Analysis Patterns Guide

This guide is intended for business users and business analysts, explaining how to ask questions about trends, comparisons, rankings, proportions, details, anomalies, and attribution.

The Analytics Agent understands natural language. Business users do not need to learn complex templates, but can express their intent using common analytical phrasings such as "look up a number", "compare by category", "view trend", "view ranking", or "view proportion". These phrasings are closer to everyday business communication and are more likely to produce stable answers.

Analysis Pattern Overview

Common business analysis questions can be categorized as:

Analysis PatternTypical QuestionRecommended Output
LookupWhat is the value of a metricNumeric value, brief explanation
Group comparisonWhich categories are higher or lowerTable, bar chart
TrendHow does a metric change over timeLine chart, trend table
RankingTop N or Bottom NRanking table, bar chart
ProportionWhat is the compositionTable, pie chart, or donut chart
DetailWhich records meet the criteriaDetail table
AnomalyWhich metrics have unusual fluctuationsTable, chart, explanation
AttributionWhy did a change occurLayered comparison, explanation
Time-series forecastHow might things change in the futureTrend chart, forecast values, confidence intervals, risk notes

Lookup Questions

Lookup questions are used to confirm a single metric.

Common phrasing:

What is [some number] within [some scope]?

Example:

How many active accounts are on the Basic plan?

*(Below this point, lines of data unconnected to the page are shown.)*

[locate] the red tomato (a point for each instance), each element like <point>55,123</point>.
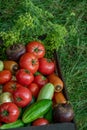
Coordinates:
<point>46,66</point>
<point>9,112</point>
<point>11,86</point>
<point>5,76</point>
<point>22,96</point>
<point>40,121</point>
<point>30,62</point>
<point>40,80</point>
<point>24,77</point>
<point>36,48</point>
<point>33,87</point>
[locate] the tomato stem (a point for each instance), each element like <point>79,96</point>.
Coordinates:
<point>18,99</point>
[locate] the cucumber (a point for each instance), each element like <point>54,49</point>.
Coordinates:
<point>15,124</point>
<point>46,92</point>
<point>36,110</point>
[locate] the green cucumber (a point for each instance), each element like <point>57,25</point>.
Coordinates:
<point>15,124</point>
<point>36,110</point>
<point>46,92</point>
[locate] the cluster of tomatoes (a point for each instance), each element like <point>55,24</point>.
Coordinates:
<point>29,79</point>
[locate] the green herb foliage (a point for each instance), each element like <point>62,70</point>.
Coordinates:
<point>22,22</point>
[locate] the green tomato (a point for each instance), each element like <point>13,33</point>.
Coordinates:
<point>1,65</point>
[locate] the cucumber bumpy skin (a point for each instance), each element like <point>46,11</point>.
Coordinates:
<point>36,110</point>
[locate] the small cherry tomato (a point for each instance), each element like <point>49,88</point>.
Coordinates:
<point>30,62</point>
<point>40,121</point>
<point>5,76</point>
<point>11,86</point>
<point>36,48</point>
<point>22,96</point>
<point>9,112</point>
<point>24,77</point>
<point>46,66</point>
<point>33,87</point>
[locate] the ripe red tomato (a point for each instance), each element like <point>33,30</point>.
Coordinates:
<point>36,48</point>
<point>46,66</point>
<point>41,80</point>
<point>24,77</point>
<point>30,62</point>
<point>11,86</point>
<point>22,96</point>
<point>33,87</point>
<point>9,112</point>
<point>5,76</point>
<point>40,121</point>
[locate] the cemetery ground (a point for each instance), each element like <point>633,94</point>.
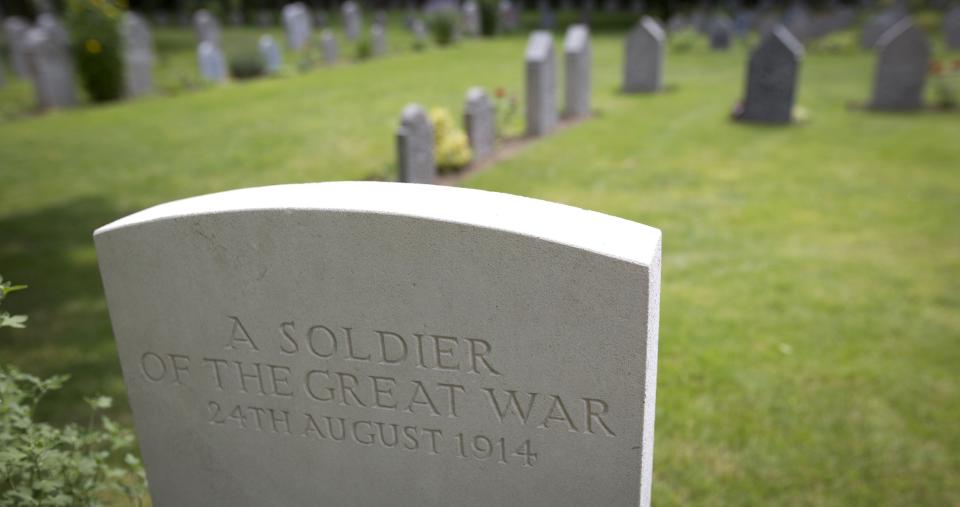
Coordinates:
<point>809,333</point>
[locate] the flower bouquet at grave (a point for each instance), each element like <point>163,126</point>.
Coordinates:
<point>452,146</point>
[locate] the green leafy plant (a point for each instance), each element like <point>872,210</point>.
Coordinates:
<point>42,465</point>
<point>247,66</point>
<point>96,46</point>
<point>443,27</point>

If the definition might be ambiguous, you can add a clarifying sentence in business language:

Using our standard active account definition, how many active accounts are on the Basic plan?

Suitable scenarios:

  • What is today's sales revenue.
  • How many new customers were added this month.
  • How many active accounts are there currently.
  • What is the inventory level for a specific region.

When reading the answer, focus on:

  • Whether the number represents the business object you want to see.
  • Whether it is constrained to the scope you care about.
  • If the question is time-related, whether you need to add a time qualifier like "this month" or "year-to-date".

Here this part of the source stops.